Howard Chu wrote on 2014-11-03 13:02:
re: testing a slow update - route to the update server over a 2G modem, or 19.2kbps dialup modem... Or use an update server serving off an SD card. etc...
adamw wrote on 2014-11-03 15:16:
Again, no use, because it's not the stage where updates are *downloaded* that needs to be slow, but the stage where they're *installed*.
Rik van Riel wrote on 2014-11-03 18:10:
Looks like this could break systems with a very long / slow fsck, too. Not a good idea for servers, either...
adamw wrote on 2014-11-03 18:49:
It's already getting reverted in systemd. fedup is the case that requires special handling because of how it works.

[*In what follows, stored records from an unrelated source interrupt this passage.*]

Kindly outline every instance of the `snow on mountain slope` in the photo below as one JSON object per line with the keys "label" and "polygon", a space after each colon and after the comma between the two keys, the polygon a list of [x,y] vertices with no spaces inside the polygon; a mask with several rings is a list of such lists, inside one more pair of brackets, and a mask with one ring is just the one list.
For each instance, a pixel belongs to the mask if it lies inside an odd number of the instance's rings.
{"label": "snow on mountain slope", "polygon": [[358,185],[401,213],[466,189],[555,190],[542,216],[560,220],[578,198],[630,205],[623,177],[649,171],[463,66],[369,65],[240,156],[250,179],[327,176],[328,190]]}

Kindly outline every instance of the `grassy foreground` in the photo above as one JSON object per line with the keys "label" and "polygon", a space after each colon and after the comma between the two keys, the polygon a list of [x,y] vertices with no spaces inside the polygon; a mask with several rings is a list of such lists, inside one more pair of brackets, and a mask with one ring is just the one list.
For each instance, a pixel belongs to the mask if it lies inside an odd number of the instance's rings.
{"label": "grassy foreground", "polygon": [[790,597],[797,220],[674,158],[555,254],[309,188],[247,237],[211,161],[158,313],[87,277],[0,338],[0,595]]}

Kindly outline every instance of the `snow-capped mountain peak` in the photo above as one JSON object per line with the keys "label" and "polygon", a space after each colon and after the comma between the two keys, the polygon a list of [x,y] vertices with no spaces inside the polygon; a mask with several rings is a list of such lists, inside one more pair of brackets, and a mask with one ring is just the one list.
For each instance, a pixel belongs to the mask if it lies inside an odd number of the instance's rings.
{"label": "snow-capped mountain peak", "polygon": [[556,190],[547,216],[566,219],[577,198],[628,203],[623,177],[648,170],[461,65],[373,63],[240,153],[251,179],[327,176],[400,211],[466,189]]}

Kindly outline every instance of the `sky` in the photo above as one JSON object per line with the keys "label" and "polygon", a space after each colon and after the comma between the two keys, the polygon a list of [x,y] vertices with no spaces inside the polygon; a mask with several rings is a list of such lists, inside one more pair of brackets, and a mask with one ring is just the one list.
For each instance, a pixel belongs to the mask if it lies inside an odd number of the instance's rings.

Patrick wrote on 2014-11-05 17:05:
This works now to upgrade to the first post-beta release candidate from 20 to 21 > yum update > yum install fedup > fedup --nogpgcheck --network 21 --product workstation --instrepo > https://dl.fedoraproject.org/pub/alt/stage/21_TC1/Server/x86_64/os/
adamw wrote on 2014-11-05 17:10:
It should work without the explicit --instrepo now, I just need to test it and send out some announcements.